Al-Qur'an mempunyai beberapa nama yang kesemuanya menunjukkan
kedudukannya yang tinggi dan luhur, dan secara mutlak
Al-Qur'an adalah kitab samawy yang paling mulia
Karenanya dinamailah kitab samawy itu dengan: Al-Qur'an,
Al-Furqan, At-Tanzil, Adz-Dzikr, Al-Kitab dsb. Seperti halnya
Allah juga telah memberi sifat tentang Al-Qur'an sifat-sifat
yang luhur antara lain; nur (cahaya), hudan (petunjuk),
rahmat, syifa' (obat), mau'izhah (nasihat), 'aziz (mulia),
mubarak (yang diberkahi), basyir (pembawa khabar baik), nadzir
(pembawa khabar buruk) dan sifat-sifat lain yang menunjukkan
kebesaran dan kesuciannya.

Alasan penamaan :

1. Alasan dinamainya dengan Al-Qur'an ialah karena banyak
(kata-kata Al-Qur'an) terdapat dalam ayat, antara lain firman
Allah SWT:
Qâf.
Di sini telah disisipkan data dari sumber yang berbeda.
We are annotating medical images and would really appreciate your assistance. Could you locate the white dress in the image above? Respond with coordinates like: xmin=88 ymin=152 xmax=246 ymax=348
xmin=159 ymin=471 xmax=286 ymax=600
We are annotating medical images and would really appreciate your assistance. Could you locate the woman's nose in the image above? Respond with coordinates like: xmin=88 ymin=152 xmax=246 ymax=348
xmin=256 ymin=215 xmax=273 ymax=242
Demi Al-Qur'an yang sangat mulia. (QS. Qâf: 1).
Dan Firman-Nya:
Sesungguhnya Al-Qur'an ini memberi petunjuk pada jalan yang
amat lurus. (Al-Isrâ: 9).

2. Alasan Al-Qur'an dinamai dengan Al-Furqan sebagaimana
tertera dalam firman Allah SWT:
Maha suci Allah yang telah menurunkan Al-Furqan (Al-Qur'an)
kepada hambanya, agar dia menjadi pemberi peringatan kepada
seluruh alam. (Al-Furqan: 1).

3. Alasan Al-Qur'an diberi nama dengan At-Tanzil, sebagaimana
tertera dalam firman Allah SWT:
Dan sesungguhnya Al-Qur'an ini benar-benar diturunkan oleh
Tuhan semesta alam, ia dibawa turun oleh Ar-Ruh Al-Amin
(Jibril as). (Asy-Su'arâ: 192-193).

4. Alasan dinamakan dengan Adz-Dzikr, sebagaimana firman Allah SWT:
Sesungguhnya Kamilah yang menurunkan Al-Qur'an, dan
sesungguhnya Kami benar-benar memeliharanya. (Al-Hijr: 9).
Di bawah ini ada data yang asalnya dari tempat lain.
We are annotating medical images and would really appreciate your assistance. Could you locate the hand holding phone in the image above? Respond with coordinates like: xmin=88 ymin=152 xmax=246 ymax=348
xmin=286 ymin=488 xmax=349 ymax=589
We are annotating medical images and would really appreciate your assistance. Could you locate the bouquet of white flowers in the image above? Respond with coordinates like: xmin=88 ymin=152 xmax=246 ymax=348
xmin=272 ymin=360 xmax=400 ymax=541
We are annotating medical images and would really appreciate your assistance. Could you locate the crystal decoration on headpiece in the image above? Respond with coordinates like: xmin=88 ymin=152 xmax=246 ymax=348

5. Sedangkan dinamakan dengan Al-Kitab sebagaimana tertera
dalam firman Allah SWT:
Hâ Mîm. Demi Kitab (Al-Qur'an) yang menjelaskan. Sesungguhnya
Kami menurunkannya pada suatu malam yang diberkahi. (Ad-Dukhân: 1-3).
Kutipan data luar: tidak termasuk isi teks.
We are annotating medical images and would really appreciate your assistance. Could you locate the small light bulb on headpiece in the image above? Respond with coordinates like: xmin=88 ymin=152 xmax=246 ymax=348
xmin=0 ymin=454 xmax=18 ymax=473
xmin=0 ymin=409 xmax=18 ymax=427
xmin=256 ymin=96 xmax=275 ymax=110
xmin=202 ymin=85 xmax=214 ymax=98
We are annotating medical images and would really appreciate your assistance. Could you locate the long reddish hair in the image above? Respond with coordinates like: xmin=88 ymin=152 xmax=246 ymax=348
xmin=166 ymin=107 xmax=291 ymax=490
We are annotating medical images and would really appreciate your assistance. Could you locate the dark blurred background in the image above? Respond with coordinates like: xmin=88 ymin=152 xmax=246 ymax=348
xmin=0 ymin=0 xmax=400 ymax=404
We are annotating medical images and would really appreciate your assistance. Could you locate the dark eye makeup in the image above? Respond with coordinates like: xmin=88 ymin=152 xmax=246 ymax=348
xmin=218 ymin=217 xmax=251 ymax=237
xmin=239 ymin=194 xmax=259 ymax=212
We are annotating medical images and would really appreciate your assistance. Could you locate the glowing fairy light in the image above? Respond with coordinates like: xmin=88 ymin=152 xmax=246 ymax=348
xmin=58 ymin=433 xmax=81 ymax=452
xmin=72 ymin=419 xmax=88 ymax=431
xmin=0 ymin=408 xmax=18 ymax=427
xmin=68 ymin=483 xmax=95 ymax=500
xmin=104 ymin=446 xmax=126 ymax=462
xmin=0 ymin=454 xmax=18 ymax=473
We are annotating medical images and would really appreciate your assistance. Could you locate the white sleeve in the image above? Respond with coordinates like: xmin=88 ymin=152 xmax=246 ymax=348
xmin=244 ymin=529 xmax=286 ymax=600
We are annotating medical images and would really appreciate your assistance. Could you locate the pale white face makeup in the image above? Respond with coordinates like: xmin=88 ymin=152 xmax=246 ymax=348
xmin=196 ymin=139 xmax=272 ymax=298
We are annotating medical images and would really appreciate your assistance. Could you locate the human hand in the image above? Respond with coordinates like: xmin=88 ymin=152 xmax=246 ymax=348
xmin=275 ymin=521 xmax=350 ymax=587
Adapun mengenai sifat-sifatnya sungguh tertera dalam sejumlah
ayat-ayat Al-Qur'an, bahkan sedikit sekali (jarang)
surat-surat dalam Al-Qur'an yang tidak menyebutkan sifat-sifat
yang indah dan mulia terhadap kitab yang diturunkan oleh Tuhan
yang Maha Mulia yang dijadikan mu'jizat (tiada tanding) yang
abadi bagi seorang Nabi yang terakhir. Kami sebutkan
diantaranya:

a. Firman Allah SWT:
Hai manusia sesungguhnya telah datang kepadamu bukti kebenaran
dari Tuhanmu (Muhammad dengan mu'jizatnya) dan telah kami
turunkan kepadamu cahaya yang terang benderang/Al-Qur'an.
(An-Nisâ': 174)

b. Firman Allah SWT:
Dan Kami turunkan dari Al-Qur'an sesuatu yang menjadi penawar
dan rahmat bagi orang-orang yang beriman dan Al-Qur'an itu
tidaklah menambah kepada orang-orang yang zhalim selain
kerugian.(Al-Isrâ': 28).

c. Firman Allah SWT:
Katakanlah Al-Qur'an itu adalah petunjuk dan peawar bagi
orang-orang yang beriman. (Fushshilat: 44).

d. Firman Allah SWT:
Hai manusia! Sesungguhnya telah datang kepadamu pelajaran dari
Tuhanmu dan penyembuh bagi penyakit-penyakit yang berada dalam
dada dan petunjuk serta rahmat bagi orang-orang yang beriman.(Yûnûs: 57).

Kata Al-Qur'an adalah sama halnya dengan kata Qira'at adalah
masdar dari kata qara'a, qira'atan dan qur'ânan. Demikianlah
menurut sebagian ulama dengan mengambil alasan Firman Allah SWT:
Sesungguhnya atas tanggungan Kamilah mengumpulkannya
(di dadamu) dan (membuatmu pandai) membacanya. Apabila kamu telah
selesai membacakannya maka ikutilah bacaannya itu. (Al-Qiyâmah: 17-18).
Pengertian qur'ânahû di sini sama dengan qirâ'atahû. Maka
lafazh qur'an menurut pendapat ini adalah musytak (pengambilan
dari kata kerja). Sebagian ulama yang lain berpendapat bahwa
lafazh Al-Qur'an bukanlah musytak dari qara'a melainkan isim
alam (nama sesuatu) bagi kitab yang mulia sebagaimana halnya
nama Taurat dan Injil. Ini adalah pendapat Imam Syafi'i (Lihat
kitab Mabahitsul Qur'an karangan Al-Ustadz Manna' al-Qaththan.